Quelques mots, sur son « petit trésor aux yeux bleus », son « petit artiste en herbe, futur basketteur et heureux de devenir grand frère à son tour. S'il avait ralenti avant, rien ne se serait passé ».
Après cette lecture, le prévenu revient devant les juges, les yeux brillants. Pendant l'audience, le trentenaire assure que, ce 16 avril 2017, aux alentours de 12h, il ne roulait pas trop vite. « 48 km/h », précisa-t-il en pointant le rapport des experts. Une argumentation qui ne satisfait pas les magistrats. Eux, pointent une vitesse non adaptée à la situation, même si les limitations de vitesse étaient respectées. « J'allais ralentir ! », lance le prévenu. Le grand-père de Valentin, écoutant religieusement les explications de celui qui a ôté la vie de son petit-fils, répète cette phrase avec dépit.
Nuit de fête et méthadone
Si les rapports des experts ont pu conclure que le conducteur n'était pas en mesure d'éviter le choc, ayant vu le jeune garçon, « 2 secondes avant l'impact », le procès se joue surtout sur les événements qui précèdent le choc. La nuit d'avant, le trentenaire a passé la nuit en soirée, accompagnée de sa fille du même âge que le petit Valentin.
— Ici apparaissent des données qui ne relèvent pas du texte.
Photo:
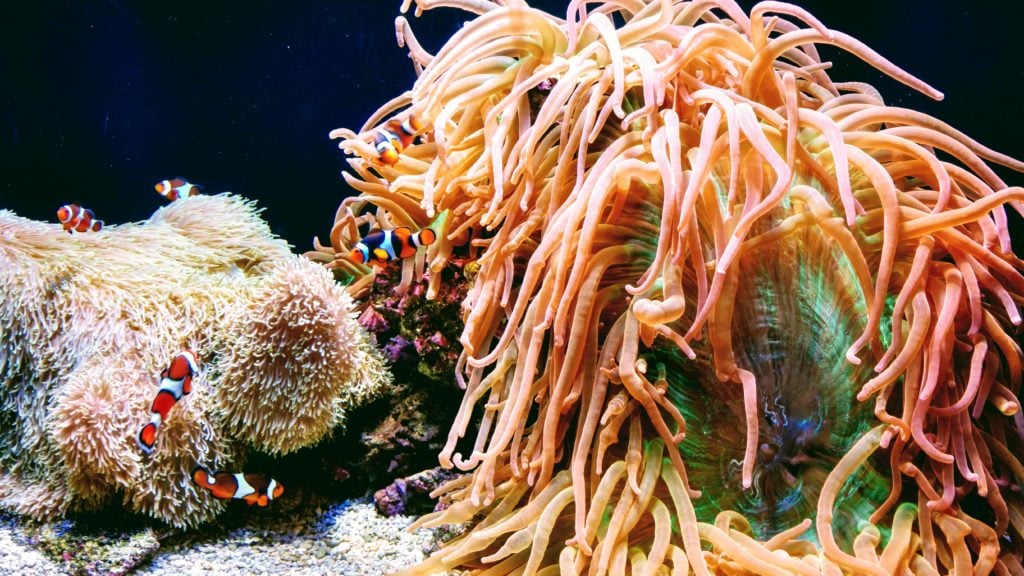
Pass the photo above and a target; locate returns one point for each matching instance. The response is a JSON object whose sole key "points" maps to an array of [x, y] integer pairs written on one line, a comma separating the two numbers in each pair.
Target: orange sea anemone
{"points": [[722, 298]]}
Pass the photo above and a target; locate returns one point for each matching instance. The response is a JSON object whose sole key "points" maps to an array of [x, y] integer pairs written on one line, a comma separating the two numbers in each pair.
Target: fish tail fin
{"points": [[426, 237], [146, 438]]}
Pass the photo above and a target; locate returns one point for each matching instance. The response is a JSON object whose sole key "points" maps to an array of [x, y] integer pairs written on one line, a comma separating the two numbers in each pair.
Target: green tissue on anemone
{"points": [[795, 313]]}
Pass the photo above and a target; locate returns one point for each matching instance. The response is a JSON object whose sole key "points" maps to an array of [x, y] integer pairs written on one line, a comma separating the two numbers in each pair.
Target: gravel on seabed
{"points": [[349, 538]]}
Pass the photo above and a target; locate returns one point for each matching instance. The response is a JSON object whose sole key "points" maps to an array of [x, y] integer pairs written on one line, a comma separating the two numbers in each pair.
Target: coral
{"points": [[88, 321], [411, 495], [721, 297]]}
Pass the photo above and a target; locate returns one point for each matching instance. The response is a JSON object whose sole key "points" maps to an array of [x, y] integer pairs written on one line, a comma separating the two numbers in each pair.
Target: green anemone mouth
{"points": [[797, 312]]}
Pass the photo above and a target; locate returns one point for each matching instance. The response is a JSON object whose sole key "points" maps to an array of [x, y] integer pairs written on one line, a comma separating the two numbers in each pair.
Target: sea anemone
{"points": [[88, 321], [721, 298]]}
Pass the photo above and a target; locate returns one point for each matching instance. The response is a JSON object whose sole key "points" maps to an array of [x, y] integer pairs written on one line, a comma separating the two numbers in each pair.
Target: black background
{"points": [[100, 99]]}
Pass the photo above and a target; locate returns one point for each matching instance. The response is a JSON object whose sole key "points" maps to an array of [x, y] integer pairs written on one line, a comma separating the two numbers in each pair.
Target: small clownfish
{"points": [[75, 218], [383, 246], [395, 136], [177, 188], [175, 381], [253, 488]]}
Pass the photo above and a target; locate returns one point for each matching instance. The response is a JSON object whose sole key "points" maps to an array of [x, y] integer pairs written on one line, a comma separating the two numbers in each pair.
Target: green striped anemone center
{"points": [[798, 310]]}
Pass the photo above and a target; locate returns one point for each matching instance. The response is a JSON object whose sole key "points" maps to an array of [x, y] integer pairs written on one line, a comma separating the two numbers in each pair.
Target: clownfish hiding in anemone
{"points": [[175, 381], [394, 136], [382, 246], [75, 218], [177, 188], [253, 488]]}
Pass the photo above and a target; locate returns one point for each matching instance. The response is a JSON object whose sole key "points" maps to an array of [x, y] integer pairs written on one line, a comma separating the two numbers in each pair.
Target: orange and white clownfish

Une soirée où le prévenu affirme avoir pris suffisament de repos avant de reprendre le volant. Mais voilà, des SMS échangés tout au long de la nuit viennent contredire sa version des faits. « J'ai un message, je répond et je me rendors », expliquera-t-il. Un argument qui ne convaint pas la procureure, pointant que l'individu n'avait « pas eu au moins deux heures de sommeil consécutif ».
Surtout, le prévenu présentait dans son sang des traces de méthadone. Une substance qu'il prend, sous ordonnance, pour traiter sa dépendance à l'héroïne. « Vous connaissez les effets du mélange alcool et méthadone ? », demande la présidente du tribunal. « Je n'étais pas au courant », répond timidement le prévenu. Puisqu'avant l'impact, le prévenu avait consommé un verre de bière, « un demi-verre », précisera-t-il à l'audience. Au moment de l'accident, il avait été contrôlé avec 0,10 g d'alcool par litre de sang, sous la limite légale.
Ce qui a agacé le tribunal en ce début de soirée, c'est surtout le casier judiciaire du conducteur. Déjà en 2004, il avait été impliqué dans un accident de la route où son passager avait été blessé. En 2018, un an après l'accident, il est contrôlé positif à l'alcool, au volant de son véhicule. « Vous attendez quoi ? Tuer quelqu'un d'autre ?, lance la magistrate. La question que l'on va devoir se poser c'est comment faire pour que vous compreniez et que ça ne se reproduise pas ».
Délibéré le 16 novembre
Retraçant les événements « de cette journée supposée festive », l'avocate des parties civiles pointe « l'attitude exécrable » du prévenu pendant l'enquête. Pour la procureure, « Ce qui est reproché à monsieur aujourd'hui ce n'est pas d'avoir percuté l'enfant mais, le fait, en amont, de ne pas avoir réduit sa vitesse au regard des circonstances ». Deux plaidoiries à charge que l'avocat du conducteur ne peut que comprendre. « L'artisan de ce drame c'est monsieur, ce n'est surtout pas la famille ». Mais son client ne pouvait anticiper le choc. « Il n'y a pas de ballon rouge madame », lance-t-il en référence à une métaphore filée tout le long de l'audience par la magistrate pour expliquer comment le conducteur aurait-dû adapter sa vitesse. « Même si l'on faisait comme les babyloniens, appliquer la loi du Talion en jetant sa fille du même âge aux fauves, ce ne serait pas suffisant ».
Il plaidera ainsi la relaxe de son client. La procureure quant à elle, demande 3 ans de prison dont un avec sursis. Le tribunal doit rendre son jugement le 16 novembre prochain. Encore un mois à attendre pour la famille. Peut-être le dernier.